CT Calcium Score Cut-offs for Severe Aortic Stenosis
The validated sex-specific CT calcium score thresholds for diagnosing severe AS are ≥2000 Agatston units in men and ≥1200 Agatston units in women, with higher thresholds of ≥3000 Agatston units in men and ≥1600 Agatston units in women indicating very likely severe AS. 1
Primary Diagnostic Thresholds
The most widely validated and clinically implemented cut-offs are:
- Men: ≥2000 Agatston units indicates severe AS is likely 1, 2
- Women: ≥1200 Agatston units indicates severe AS is likely 1, 2
These thresholds have been confirmed across multiple international centers with excellent discrimination (C statistic: 0.92 in women, 0.89 in men) 2. The optimal thresholds identified in the largest multicenter cohort (1377 AU for women and 2062 AU for men) were nearly identical to previously established values 2.

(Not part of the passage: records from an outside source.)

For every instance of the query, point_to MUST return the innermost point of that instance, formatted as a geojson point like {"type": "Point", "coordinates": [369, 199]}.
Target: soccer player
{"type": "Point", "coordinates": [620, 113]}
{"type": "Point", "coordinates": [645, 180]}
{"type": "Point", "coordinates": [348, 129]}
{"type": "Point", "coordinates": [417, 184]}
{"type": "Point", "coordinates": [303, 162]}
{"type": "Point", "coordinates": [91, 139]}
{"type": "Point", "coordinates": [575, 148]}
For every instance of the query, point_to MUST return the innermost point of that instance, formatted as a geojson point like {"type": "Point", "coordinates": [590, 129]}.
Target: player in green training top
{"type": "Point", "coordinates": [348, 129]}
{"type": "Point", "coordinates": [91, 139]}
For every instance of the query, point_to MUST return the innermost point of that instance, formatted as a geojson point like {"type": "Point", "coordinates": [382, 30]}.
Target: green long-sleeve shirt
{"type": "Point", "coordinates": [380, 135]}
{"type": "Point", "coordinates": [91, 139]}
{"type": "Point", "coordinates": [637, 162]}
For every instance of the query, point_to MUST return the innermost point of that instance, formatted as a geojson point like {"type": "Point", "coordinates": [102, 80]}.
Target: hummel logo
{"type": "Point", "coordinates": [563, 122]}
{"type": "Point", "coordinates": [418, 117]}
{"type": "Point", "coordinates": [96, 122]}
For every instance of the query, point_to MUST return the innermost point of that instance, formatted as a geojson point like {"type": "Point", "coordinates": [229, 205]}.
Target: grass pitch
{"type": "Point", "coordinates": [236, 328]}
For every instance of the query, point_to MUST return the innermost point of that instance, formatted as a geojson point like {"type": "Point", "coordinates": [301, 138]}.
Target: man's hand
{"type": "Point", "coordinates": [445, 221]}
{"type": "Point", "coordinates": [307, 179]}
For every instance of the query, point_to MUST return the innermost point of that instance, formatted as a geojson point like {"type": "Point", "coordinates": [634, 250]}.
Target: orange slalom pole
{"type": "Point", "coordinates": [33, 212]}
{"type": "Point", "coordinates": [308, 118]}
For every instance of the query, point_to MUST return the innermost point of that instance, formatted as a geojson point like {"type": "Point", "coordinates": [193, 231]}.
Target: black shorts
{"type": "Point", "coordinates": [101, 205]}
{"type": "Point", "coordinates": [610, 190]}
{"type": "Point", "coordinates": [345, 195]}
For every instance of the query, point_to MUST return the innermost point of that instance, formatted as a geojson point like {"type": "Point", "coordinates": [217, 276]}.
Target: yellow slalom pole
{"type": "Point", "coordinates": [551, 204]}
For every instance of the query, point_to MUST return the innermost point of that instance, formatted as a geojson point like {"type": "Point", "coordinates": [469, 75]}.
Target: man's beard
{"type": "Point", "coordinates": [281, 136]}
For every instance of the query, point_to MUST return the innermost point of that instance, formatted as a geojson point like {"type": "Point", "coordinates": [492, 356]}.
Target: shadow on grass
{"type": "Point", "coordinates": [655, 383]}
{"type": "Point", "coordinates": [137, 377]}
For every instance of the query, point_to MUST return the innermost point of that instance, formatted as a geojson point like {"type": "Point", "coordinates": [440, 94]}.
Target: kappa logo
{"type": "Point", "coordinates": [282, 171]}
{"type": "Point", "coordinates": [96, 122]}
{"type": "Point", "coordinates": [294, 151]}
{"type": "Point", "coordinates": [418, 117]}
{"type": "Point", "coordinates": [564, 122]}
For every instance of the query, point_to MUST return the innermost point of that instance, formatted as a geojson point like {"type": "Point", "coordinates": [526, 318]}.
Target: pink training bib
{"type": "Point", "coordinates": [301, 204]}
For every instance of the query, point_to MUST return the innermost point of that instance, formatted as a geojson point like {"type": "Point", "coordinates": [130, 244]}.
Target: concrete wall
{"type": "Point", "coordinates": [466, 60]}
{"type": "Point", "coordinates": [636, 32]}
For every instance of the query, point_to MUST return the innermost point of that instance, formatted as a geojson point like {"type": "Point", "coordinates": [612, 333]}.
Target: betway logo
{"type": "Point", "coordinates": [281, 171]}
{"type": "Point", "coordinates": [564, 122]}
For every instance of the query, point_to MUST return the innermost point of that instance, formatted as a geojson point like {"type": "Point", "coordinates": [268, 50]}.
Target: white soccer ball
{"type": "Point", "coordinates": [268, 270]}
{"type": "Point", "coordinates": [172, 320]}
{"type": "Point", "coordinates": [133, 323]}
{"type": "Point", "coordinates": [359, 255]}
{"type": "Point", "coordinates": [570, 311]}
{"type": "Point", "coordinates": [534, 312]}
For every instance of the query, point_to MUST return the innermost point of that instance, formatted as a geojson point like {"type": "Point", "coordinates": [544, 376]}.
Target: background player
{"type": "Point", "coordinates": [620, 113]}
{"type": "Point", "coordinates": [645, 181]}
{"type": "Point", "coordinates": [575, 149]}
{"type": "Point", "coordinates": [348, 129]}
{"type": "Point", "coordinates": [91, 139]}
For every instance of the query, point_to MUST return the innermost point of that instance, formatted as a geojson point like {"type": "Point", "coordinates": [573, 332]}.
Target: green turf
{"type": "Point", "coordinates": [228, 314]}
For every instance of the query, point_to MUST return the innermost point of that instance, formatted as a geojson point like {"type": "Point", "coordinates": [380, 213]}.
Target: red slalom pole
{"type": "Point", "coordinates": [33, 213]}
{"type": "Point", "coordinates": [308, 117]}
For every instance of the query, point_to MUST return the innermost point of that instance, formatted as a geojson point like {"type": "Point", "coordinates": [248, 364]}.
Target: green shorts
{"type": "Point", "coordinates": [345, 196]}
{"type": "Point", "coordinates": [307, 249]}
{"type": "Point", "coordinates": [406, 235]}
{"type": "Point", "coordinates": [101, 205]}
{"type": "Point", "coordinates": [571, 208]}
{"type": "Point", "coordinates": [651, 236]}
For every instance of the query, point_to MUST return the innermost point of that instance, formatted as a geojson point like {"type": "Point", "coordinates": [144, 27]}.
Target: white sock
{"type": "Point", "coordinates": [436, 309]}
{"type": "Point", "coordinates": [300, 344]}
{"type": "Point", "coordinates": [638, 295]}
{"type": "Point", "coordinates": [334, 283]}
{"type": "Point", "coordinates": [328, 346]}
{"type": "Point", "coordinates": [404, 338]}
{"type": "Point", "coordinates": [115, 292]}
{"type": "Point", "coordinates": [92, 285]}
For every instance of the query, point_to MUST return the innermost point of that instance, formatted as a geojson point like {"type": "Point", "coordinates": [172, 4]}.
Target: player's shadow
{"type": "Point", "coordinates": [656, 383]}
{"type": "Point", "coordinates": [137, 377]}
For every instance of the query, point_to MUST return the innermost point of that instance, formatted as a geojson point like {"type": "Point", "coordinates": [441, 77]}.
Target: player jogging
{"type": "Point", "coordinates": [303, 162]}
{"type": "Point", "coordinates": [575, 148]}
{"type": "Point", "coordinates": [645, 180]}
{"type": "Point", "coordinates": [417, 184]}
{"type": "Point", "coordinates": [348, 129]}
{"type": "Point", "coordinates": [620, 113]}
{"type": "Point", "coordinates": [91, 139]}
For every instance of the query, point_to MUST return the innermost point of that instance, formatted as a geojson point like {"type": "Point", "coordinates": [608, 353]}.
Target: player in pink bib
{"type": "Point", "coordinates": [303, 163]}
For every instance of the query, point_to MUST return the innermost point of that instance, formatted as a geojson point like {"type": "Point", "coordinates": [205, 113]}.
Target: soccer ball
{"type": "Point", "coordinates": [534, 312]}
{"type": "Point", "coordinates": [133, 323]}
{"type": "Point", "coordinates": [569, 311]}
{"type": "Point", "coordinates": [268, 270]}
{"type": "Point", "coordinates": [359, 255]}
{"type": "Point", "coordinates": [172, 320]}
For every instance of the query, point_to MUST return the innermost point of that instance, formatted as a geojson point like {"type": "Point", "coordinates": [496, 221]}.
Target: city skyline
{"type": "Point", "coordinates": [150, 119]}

Higher Certainty Thresholds
For greater diagnostic certainty:
- Men: ≥3000 Agatston units indicates severe AS is very likely 1
- Women: ≥1600 Agatston units indicates severe AS is very likely 1
Clinical Context for CT Calcium Scoring
CT calcium scoring should be reserved for specific clinical scenarios where echocardiography yields conflicting or uncertain data, not for routine screening 1. The primary indications include:
- Low-flow, low-gradient AS with preserved LVEF (AVA <1.0 cm², mean gradient <40 mmHg, LVEF ≥50%, stroke volume index <35 mL/m²) 1
- Low-flow, low-gradient AS with reduced LVEF where dobutamine stress echo is inconclusive 3, 1
- Normal-flow, low-gradient AS (AVA <1.0 cm², mean gradient <40 mmHg, stroke volume index ≥35 mL/m²) when clinical suspicion remains high 1
Prognostic Implications
Beyond diagnosis, calcium scores predict clinical outcomes:
- Scores above sex-specific thresholds independently predict aortic valve replacement and death (hazard ratio 3.90,95% CI 2.19-6.78) after adjusting for age, sex, peak velocity, and valve area 2
- In low-flow, low-gradient AS with reduced EF, median calcium scores of 2027 AU or higher predict increased mortality 4
- Higher calcium scores predict rapid stenosis progression and cardiac events, making them useful for risk stratification in asymptomatic patients 1, 5
Critical Caveats
High calcium scores confirm severe AS and low scores exclude it, but intermediate scores (between the thresholds) remain diagnostically uncertain 1. In these cases:
- Integrate calcium scores with clinical symptoms, valve morphology, and LV function 1
- Consider that elderly patients with typical symptoms and LV hypertrophy are more likely to have true-severe AS 1
- Mean gradients of 30-40 mmHg support severe AS diagnosis even with intermediate calcium scores 1
Special Population Considerations
In patients with discordant echocardiographic grading, only 36-55% of those classified as severe low-gradient AS meet calcium score criteria for severe AS 6. This heterogeneity indicates that calcium scoring can differentiate true-severe from pseudo-severe AS in this population, though the prognostic implications are less pronounced than in patients with concordant AS grading 6.
The benefit of aortic valve replacement is more pronounced in patients with higher calcium scores, particularly in low-flow, low-gradient AS where surgery improves survival primarily in those with scores above the median 4.